本申请公开了一种人脸区域的确定方法、存储介质、计算机设备。其中,该方法包括:接收定位请求,定位请求用于请求在目标图片中定位出人脸区域;通过卷积神经网络对目标图片进行人脸定位操作,得到定位结果,卷积神经网络用于调用图形处理器对目标图片进行卷积操作,人脸定位操作包括卷积操作;在定位结果用于表示目标图片中定位出存在人脸区域的情况下,返回定位结果。

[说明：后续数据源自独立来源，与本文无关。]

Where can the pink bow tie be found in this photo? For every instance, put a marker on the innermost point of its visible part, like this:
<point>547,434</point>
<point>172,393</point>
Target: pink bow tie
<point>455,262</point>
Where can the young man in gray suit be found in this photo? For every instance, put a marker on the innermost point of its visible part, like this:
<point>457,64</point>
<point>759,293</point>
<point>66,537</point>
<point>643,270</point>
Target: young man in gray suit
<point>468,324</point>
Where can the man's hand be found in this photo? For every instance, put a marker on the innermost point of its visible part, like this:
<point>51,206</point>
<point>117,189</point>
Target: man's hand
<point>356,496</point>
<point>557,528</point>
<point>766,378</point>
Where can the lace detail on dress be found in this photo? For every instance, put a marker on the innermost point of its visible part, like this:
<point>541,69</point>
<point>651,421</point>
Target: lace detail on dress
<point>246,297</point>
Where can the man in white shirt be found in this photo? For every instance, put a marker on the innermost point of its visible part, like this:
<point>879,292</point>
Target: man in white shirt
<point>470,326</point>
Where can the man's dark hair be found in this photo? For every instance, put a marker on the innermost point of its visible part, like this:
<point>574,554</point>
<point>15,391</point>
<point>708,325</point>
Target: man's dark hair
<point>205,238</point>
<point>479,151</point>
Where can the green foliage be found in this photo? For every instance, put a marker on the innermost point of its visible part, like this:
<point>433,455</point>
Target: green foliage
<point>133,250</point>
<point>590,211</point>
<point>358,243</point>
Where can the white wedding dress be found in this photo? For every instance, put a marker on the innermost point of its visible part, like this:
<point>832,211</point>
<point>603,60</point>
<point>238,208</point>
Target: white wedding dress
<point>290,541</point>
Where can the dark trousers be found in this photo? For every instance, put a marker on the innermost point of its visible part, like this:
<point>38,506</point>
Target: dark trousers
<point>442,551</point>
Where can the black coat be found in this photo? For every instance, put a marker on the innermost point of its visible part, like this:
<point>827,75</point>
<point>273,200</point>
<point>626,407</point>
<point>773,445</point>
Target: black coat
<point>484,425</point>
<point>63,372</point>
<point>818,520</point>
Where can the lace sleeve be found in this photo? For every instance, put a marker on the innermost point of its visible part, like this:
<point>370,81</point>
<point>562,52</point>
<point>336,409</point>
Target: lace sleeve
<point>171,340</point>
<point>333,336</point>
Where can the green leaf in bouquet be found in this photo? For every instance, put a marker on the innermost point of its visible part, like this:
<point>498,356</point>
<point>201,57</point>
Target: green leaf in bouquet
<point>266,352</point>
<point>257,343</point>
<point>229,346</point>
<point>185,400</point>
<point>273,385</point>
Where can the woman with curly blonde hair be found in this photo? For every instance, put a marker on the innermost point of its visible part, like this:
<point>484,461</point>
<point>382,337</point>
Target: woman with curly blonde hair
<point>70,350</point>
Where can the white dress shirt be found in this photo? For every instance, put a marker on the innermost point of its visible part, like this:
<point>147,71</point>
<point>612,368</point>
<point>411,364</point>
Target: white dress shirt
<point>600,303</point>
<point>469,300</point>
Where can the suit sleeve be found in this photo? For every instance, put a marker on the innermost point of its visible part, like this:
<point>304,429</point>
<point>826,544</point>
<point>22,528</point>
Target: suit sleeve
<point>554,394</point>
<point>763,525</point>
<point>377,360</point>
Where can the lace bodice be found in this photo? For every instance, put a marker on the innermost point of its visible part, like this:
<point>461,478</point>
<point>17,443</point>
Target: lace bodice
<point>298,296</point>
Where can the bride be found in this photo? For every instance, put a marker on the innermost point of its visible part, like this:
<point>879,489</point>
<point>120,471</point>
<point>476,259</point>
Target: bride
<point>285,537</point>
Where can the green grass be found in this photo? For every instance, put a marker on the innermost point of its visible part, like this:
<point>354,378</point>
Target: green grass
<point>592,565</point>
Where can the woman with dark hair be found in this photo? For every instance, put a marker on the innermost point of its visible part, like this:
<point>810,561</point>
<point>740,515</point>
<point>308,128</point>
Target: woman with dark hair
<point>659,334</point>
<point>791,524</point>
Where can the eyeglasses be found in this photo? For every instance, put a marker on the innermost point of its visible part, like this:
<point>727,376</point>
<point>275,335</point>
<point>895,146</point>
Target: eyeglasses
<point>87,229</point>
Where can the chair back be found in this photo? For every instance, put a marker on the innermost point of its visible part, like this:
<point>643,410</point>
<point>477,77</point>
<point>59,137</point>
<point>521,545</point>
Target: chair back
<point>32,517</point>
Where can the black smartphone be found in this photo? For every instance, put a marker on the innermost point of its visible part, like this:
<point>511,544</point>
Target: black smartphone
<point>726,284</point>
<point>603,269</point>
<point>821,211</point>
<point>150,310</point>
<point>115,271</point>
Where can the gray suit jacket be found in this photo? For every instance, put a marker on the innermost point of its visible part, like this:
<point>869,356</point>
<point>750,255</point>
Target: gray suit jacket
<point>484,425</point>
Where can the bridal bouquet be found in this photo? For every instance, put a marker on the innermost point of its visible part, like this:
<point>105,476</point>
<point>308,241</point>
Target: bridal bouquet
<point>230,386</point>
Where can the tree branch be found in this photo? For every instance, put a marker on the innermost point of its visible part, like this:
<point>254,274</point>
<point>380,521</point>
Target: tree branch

本申请解决了相关技术中进行人脸检测的实时性较差的技术问题。

Description

人脸区域的确定方法、存储介质、计算机设备
本申请要求于2017年4月11日提交中国专利局,申请号为2017102335906、发明名称“人脸区域的确定方法和装置”的中国专利申请的优先权,其全部内容通过引用结合在本申请中。
技术领域
本申请涉及图像处理领域,具体而言,涉及一种人脸区域的确定方法、存储介质、计算机设备。
背景技术
人脸识别,是基于人的脸部特征信息进行身份识别的一种生物识别技术。用摄像机或摄像头采集含有人脸的图像或视频流,并自动在图像中检测和跟踪人脸,进而对检测到的人脸进行脸部的一系列相关技术,通常也叫做人像识别、面部识别。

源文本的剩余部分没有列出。